First appeared in The Houston Literary Review (no longer publishing)
I had dreams once. I was going to be a famous model. The day after high school graduation, I bought a bus ticket to New York City with the money I earned at Cubby’s Diner. The town folk wished me luck. Mom gave me a big hug. Dad said I was a fool.
I bought a paper at the first newsstand I came to and answered every modeling ad. Nobody commented on my big smile, my perfect teeth, or my short, spiky, blonde hair. Instead, they said I was too tall, too short, too fat, too skinny, and that I needed surgery to make my boobs smaller. Smaller? The folks back home would’ve been outraged to hear such talk.
At the end of the week, I got a waitressing job in a bistro in the West Village. Like at Cubby’s, it didn’t pay much, the tips sucked, and I got my butt pinched or slapped at least five times every shift. Still, I earned enough to pay for my share of the flat I rented with Claire, another model-to-be I met at my first interview.
I wasted a year of my life before I realized I wasn’t going to be a model. I got back on the bus and headed home to West Virginia. Mom gave me a teary hug this time. Dad sat in front of the TV and mumbled a ‘knew you’d be back’ without missing a word of the news.
I sat in the tire swing in the back yard, facing away from the house, and cried every afternoon that first week.

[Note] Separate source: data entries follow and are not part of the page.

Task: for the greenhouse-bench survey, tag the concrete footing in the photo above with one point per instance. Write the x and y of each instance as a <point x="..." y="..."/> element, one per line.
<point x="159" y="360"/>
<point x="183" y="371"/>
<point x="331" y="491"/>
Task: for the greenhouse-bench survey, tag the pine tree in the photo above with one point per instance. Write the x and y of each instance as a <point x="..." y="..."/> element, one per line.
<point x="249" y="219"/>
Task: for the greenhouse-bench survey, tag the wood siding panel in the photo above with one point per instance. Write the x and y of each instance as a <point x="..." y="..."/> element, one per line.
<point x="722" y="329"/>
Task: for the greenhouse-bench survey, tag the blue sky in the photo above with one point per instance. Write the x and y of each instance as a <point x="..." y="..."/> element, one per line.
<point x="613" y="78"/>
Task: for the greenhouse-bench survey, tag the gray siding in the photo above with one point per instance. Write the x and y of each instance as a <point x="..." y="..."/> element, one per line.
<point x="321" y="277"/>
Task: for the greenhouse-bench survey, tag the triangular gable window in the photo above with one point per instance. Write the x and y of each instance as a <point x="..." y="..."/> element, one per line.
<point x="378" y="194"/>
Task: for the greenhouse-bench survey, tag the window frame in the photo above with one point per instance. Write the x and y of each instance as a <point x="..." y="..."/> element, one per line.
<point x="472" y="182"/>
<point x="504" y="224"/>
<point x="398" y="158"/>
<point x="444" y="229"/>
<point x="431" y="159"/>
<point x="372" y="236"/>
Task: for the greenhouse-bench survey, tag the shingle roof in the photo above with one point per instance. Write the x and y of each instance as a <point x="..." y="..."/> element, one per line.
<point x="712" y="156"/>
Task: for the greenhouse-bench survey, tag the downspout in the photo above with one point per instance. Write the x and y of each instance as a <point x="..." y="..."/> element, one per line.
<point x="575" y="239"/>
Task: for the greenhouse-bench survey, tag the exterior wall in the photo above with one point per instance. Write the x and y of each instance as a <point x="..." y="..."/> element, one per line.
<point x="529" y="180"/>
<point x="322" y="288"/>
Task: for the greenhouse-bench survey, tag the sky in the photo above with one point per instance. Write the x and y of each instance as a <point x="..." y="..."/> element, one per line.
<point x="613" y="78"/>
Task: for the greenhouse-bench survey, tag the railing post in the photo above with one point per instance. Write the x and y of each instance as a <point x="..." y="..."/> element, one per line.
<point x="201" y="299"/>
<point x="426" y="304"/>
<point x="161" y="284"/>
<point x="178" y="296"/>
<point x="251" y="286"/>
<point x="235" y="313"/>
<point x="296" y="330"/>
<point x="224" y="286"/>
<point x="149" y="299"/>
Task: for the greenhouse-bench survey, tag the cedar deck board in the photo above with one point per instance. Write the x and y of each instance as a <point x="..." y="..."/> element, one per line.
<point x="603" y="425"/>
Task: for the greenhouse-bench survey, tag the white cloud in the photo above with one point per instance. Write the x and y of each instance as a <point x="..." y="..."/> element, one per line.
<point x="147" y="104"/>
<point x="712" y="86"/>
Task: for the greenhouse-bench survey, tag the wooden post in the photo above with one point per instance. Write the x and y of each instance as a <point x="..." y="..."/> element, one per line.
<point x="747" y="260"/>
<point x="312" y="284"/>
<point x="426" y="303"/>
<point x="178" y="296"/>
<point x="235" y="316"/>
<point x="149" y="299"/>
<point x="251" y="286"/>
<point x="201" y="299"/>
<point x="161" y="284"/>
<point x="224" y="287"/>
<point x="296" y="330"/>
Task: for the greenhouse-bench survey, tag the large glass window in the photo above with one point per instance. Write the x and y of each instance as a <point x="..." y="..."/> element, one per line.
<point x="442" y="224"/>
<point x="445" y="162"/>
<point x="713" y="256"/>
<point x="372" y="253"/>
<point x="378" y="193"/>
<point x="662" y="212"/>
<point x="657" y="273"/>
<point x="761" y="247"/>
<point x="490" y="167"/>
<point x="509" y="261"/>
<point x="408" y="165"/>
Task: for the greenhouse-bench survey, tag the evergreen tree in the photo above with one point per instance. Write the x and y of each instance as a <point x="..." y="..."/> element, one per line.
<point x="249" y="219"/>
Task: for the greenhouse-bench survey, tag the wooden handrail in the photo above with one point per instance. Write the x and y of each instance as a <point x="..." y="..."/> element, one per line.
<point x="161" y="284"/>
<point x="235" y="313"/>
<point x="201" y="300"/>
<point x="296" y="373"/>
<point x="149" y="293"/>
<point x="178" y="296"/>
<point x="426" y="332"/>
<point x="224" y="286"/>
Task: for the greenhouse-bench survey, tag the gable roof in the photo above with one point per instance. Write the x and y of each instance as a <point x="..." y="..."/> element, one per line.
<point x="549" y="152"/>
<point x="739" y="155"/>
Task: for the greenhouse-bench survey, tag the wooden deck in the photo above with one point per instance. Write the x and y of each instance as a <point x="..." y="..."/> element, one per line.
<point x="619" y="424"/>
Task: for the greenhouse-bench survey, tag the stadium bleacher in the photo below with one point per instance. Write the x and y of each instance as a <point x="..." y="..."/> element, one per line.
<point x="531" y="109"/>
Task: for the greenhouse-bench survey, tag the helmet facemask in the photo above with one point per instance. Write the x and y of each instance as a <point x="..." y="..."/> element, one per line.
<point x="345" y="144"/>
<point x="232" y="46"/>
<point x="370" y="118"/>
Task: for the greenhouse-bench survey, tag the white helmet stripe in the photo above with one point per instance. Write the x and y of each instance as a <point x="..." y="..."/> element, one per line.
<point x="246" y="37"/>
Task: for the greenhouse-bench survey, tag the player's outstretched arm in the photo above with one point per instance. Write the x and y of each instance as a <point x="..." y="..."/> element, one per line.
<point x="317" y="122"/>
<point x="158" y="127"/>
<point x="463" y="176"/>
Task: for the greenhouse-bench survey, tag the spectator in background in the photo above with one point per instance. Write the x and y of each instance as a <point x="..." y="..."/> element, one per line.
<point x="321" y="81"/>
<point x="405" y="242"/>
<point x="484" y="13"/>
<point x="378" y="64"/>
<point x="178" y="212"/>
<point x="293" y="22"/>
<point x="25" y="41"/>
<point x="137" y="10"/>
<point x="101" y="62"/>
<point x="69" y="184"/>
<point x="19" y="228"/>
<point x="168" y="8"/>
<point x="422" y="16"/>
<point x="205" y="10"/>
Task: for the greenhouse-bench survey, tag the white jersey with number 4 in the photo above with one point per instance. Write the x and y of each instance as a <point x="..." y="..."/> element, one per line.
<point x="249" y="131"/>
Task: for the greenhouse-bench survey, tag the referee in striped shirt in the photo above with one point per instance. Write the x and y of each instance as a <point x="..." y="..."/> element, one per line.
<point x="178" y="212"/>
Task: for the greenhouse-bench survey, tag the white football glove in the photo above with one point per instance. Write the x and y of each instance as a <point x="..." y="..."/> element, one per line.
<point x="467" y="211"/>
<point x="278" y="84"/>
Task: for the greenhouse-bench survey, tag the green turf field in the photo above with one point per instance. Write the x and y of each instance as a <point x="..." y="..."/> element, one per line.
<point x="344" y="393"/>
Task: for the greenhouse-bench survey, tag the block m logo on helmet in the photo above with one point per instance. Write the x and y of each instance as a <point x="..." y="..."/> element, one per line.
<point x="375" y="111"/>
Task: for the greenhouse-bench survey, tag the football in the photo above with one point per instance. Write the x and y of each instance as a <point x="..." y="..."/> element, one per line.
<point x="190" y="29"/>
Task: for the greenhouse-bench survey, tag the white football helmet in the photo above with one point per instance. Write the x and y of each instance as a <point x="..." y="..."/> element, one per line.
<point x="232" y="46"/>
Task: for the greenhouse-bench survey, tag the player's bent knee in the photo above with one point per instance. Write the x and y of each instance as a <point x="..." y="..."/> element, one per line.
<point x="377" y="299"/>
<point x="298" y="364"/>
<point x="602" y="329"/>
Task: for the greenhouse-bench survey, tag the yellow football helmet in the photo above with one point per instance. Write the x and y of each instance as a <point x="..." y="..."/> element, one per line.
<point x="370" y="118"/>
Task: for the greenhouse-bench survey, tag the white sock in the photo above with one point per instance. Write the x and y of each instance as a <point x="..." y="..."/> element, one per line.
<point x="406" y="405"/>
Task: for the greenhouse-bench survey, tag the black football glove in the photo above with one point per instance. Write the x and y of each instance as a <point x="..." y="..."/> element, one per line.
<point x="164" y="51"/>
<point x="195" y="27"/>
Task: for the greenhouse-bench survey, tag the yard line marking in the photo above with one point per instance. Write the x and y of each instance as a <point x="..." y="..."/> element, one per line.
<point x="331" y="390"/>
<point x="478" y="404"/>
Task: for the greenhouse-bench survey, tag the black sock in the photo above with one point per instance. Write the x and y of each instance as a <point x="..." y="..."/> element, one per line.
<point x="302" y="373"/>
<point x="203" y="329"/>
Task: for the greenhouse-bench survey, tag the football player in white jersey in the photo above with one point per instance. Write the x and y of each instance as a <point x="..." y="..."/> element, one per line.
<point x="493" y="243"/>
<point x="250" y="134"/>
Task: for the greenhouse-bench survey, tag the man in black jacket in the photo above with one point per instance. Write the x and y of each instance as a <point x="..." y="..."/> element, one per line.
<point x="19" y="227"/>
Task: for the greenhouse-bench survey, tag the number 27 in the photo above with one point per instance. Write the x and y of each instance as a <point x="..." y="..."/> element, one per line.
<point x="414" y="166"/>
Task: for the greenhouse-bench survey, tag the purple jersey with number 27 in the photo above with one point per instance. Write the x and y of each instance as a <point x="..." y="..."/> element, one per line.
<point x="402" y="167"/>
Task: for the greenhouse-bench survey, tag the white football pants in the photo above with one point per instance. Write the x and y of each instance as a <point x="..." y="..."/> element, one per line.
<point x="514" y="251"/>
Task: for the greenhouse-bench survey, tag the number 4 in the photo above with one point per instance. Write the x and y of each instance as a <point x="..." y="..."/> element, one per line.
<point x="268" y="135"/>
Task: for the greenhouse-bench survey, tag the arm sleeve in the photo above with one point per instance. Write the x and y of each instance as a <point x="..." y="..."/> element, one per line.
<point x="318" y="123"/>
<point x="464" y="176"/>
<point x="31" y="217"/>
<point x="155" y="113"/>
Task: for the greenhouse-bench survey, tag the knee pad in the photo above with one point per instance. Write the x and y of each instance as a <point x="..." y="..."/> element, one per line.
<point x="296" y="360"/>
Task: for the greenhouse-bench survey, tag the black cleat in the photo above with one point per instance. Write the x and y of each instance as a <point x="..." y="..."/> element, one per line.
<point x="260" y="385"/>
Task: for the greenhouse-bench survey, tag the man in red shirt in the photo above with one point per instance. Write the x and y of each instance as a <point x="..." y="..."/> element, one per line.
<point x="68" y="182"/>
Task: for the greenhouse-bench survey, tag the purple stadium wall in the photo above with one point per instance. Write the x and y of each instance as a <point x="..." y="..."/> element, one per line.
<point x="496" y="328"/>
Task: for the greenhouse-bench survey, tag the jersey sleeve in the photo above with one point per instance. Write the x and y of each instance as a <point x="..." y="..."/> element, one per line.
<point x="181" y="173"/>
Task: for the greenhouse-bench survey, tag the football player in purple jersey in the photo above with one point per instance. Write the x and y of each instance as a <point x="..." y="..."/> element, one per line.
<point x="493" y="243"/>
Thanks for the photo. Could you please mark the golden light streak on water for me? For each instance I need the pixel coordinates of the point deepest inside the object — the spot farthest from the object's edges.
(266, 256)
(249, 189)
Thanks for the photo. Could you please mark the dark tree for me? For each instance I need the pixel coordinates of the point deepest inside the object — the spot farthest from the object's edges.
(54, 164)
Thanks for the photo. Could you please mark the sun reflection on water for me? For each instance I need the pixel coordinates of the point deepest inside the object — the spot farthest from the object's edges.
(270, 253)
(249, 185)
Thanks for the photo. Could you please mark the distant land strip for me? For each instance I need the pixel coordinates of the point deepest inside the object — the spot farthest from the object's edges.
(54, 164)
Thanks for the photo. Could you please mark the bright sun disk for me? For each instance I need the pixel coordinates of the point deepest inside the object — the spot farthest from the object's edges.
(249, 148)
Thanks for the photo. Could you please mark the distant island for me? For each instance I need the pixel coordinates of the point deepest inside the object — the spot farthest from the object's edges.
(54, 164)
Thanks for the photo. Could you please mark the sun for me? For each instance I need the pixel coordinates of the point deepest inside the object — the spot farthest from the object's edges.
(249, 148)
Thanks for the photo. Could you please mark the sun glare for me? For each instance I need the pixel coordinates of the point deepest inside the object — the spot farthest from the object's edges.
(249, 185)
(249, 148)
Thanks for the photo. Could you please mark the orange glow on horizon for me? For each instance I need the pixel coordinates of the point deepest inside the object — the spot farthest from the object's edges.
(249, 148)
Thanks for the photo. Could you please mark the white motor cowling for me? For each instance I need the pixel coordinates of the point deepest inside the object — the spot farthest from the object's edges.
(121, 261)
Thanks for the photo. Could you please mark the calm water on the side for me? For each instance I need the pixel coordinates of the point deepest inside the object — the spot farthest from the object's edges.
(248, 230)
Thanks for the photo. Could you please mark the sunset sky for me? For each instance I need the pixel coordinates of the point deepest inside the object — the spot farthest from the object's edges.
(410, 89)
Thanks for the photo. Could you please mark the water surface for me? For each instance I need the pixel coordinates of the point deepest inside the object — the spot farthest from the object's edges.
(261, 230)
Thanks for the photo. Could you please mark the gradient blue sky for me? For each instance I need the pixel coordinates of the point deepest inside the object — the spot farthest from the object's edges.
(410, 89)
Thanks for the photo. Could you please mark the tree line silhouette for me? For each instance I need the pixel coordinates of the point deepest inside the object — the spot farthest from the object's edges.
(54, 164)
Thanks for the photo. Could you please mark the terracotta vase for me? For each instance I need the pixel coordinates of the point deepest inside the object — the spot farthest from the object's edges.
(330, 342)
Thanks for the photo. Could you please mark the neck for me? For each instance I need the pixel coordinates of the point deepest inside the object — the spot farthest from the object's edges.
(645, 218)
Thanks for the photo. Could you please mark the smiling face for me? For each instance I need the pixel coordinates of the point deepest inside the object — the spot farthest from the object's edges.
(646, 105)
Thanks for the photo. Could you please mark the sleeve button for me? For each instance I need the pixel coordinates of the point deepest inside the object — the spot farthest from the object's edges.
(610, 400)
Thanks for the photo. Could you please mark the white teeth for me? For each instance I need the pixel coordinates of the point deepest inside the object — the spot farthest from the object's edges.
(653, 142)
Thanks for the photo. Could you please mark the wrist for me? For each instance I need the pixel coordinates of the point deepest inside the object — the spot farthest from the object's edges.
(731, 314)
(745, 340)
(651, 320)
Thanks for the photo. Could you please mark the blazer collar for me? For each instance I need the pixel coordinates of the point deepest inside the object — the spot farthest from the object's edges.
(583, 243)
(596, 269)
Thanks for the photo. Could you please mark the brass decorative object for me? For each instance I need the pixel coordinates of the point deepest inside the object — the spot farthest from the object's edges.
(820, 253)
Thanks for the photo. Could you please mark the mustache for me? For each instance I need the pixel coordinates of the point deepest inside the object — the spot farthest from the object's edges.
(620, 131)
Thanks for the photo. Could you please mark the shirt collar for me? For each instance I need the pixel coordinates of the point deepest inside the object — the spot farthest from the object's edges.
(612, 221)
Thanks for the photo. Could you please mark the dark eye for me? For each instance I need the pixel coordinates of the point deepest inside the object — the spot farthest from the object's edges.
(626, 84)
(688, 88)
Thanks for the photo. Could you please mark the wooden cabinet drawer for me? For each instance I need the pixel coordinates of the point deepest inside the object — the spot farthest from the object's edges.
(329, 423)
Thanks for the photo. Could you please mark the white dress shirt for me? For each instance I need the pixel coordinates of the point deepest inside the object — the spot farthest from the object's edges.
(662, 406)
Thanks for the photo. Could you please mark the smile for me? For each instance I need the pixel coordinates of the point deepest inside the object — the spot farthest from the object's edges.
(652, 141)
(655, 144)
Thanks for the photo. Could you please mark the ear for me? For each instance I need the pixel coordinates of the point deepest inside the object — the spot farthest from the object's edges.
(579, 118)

Saturday night I decided it was time to forget about modeling. I put on my little black dress and headed to Melvin’s for a drink. That’s when me and Richard got back together.
We’d dated our junior year until the night of the prom. He wanted me to have sex with him. I said no. This time, after two Bud Lights, when he asked if I wanted to have sex, I said sure. That was four babies ago.
I don’t regret having them. They make me complete. I don’t regret not being a model. It was just a dream. I don’t regret becoming the one person I said I never would be -- my mother. Most of all, I don’t regret that Richard’s nothing like my father.